Tuesday, August 4, 2020

{twitchy}

"What he needed, what they all needed, he decided, was a feeling of expansiveness, a jolt of freedom to counter the sense of being boxed in, of having options closed down."~from 'The Sparrow' by Mary Doria Russell

Reading the above-mentioned book. Science fiction, which I never read, and a liberal sprinkling of profanity, which I dislike, but still, a strangely engaging story. This quote, though, pretty profound for our present days.

Leaving the house to shop, reading the news, even going out in the garden...all frustrating to me now. With our neighbors all home, going out and puttering in our vegetables and flowers is impossible without having to engage in lengthy 'across-the-street' conversations. It's everytime I go outside, and for this introvert it's maddening. I'm not mean. Just prefer to be invisible. 

I think some folks (my neighbors) are so hungry for mankind, any contact, that it just makes sense, but please leave me alone sometimes. 

They're on their front porch at 6am, fully dressed, I kid you not. I see them when I turn off our porch lights, before letting out the chickens. They stay out there all day. All day. Till 8 at night. I repeat. I'm not mean, just like my alone time. As it stands, I have an audience. I pull weeds, gather tomatoes, run the trimmer, they holler out to me. Oh me. Please stop. I like you too, but please hush. 

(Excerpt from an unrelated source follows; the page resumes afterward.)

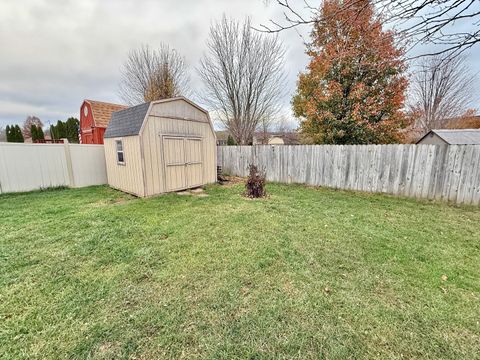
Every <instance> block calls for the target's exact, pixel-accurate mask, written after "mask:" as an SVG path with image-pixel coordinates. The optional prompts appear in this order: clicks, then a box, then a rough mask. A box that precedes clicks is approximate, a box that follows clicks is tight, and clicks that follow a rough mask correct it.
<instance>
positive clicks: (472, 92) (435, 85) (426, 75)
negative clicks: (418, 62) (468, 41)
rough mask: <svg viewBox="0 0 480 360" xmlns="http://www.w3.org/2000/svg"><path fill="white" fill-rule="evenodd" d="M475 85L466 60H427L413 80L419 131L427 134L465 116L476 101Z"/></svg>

With life still feeling lockdown-ish, I'm becoming even more of a recluse. And last Wednesday I had some congestion, a hoarse cough and a headache for a couple of days. Yes, made me paranoid. Avoided Communion on Sunday, but last week, it passed, whatever it was. 

Hazel due here in an hour. She starts preschool next week. Half days, then fulltime. With masks, which, for small children, is just wrong. But, not my call. 

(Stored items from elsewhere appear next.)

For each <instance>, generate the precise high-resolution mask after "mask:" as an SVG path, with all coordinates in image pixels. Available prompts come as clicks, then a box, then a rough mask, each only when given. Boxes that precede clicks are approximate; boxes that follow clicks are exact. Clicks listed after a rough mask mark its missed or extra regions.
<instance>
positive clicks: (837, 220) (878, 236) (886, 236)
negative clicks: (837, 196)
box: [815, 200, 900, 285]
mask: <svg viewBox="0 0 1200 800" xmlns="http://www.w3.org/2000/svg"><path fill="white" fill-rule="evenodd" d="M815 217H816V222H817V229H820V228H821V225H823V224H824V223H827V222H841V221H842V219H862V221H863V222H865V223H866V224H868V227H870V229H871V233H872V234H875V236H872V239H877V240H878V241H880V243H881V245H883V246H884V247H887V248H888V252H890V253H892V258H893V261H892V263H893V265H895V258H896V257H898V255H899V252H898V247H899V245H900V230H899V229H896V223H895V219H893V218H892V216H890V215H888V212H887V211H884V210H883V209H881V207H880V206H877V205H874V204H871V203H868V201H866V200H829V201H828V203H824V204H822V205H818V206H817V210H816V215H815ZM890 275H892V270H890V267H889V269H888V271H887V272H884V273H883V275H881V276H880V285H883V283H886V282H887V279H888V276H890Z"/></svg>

I'll admit, though, with her going to school fulltime, and our youngest graduated, I'm looking forward to fall. We've kept Hazel steadily on a weekly basis since she was 3 months old. She'll be 3 in October. First we kept her 2 times/week, then once a week. I'll be glad for a change in my routine. Am I allowed to say that I'm tired of taking care of folks, even those I love? I am.

Thinking that staycation I mentioned recently is due. 

And, by the way, has the other shoe dropped yet?